Parmigiani Fleurier launched the first of these in 1997. The PF 110 has stood the test of time and remains an impressive horological feat. Fittingly, it is a shaped movement; Michel Parmigiani is an ardent believer that a movement must fit perfectly in its case. The PF 110 is also subtly complicated. In addition to its date window, the movement delivers eight days of power reserve via two barrels.
In nearly two decades of service, the PF 110 has proven to be a remarkably resilient workhorse with a frequency of 3 Hz, or 21,600 bph, an effective if slightly slower rate than the more common speed of 28,800 bph. The caliber has been used in several Parmigiani Fleurier timepieces through the years, including the highly touted Ovale Pantograph (for which it was modified and rechristened the PF 111). This, readers will remember, is a wristwatch with hour and minute hands that extend and retract as they follow the uneven, elliptical contours of the dial. It was inspired by Michel Parmigiani’s legendary reputation for restoring rare and important horological masterpieces, including an antique pocket watch with the same complication.
The PF 110 measures 29.3 mm long and 23.6 mm across, with a thickness of 4.9 mm. In all, the manually wound movement comprises 227 components, 28 of which are jewels. In keeping with the codes of haute horlogerie, the movement is finished with Côtes de Genève and perlage on its exposed surfaces. In some instances (not pictured here), it has been finished with a Fleurisanne motif, a rare floral engraving applied only to watches made in the secluded Swiss municipality of Fleurier.
Parmigiani Fleurier is among the most comprehensive watch manufactures in the world. When they say their watches are made in-house, they really mean it. In addition to crafting cases and dials, the company makes just about every component necessary to create a mechanical movement. This work is done across three separate factories.
Manufacture Vaucher is the main movement making manufacture, where plates and bridges are machined and assembly and finishing take place. This is where the big parts are cut and where the smaller, more delicate ones are brought to life.
The PF 110’s escapement, which comprises the escape wheel, pallet fork, balance wheel, and balance spring, hails from Parmigiani’s own specialist workshop, Atokalpa.
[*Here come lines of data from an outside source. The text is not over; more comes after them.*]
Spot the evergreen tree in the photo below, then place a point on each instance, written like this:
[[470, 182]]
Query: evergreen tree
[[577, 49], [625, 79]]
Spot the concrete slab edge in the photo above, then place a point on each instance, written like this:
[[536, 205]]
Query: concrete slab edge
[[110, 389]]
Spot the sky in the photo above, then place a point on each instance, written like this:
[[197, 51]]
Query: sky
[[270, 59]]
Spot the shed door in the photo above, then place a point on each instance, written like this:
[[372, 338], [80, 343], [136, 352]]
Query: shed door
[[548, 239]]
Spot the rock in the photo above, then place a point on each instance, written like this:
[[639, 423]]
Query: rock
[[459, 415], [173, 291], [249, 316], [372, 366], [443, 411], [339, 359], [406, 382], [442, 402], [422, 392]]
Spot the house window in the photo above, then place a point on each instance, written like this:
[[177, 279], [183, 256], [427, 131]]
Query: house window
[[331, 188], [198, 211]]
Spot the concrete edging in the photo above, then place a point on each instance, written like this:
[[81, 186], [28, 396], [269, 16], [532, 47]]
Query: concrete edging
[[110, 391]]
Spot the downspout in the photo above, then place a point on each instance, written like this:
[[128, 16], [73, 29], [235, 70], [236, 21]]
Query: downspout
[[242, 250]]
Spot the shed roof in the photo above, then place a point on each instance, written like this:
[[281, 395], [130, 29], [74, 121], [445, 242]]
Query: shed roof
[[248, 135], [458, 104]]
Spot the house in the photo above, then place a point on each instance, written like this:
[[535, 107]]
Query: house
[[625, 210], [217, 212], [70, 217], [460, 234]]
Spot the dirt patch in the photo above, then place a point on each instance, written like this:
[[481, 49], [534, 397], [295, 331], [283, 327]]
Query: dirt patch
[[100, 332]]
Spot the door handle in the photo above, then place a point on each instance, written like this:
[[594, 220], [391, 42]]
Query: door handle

Lots of watchmakers identify as manufactures despite sourcing these incredibly hard-to-make components from outside suppliers. Parmigiani has developed a reputation for excellence in escapements, and even supplies other brands with hairsprings and balance wheels, some publicly and others in secret.
In the case of PF 110, note the implementation of a swan neck fine adjustment system on the escapement’s balance cock, a sign of quality construction that allows precise regulation.
The assorted screws, pinions, spindles, and wheels that are not associated with the escapement hail from the brand’s Elwin factory. At Elwin, century-old lathes are used to hand-turn screws of the highest possible quality, and a number of the best watchmakers in Switzerland and Germany rely on Elwin as a supplier. As the owner of Elwin, Parmigiani Fleurier uses only the highest grade screws.
So you see, making a movement like PF 110 requires more than a single watchmaker at his bench.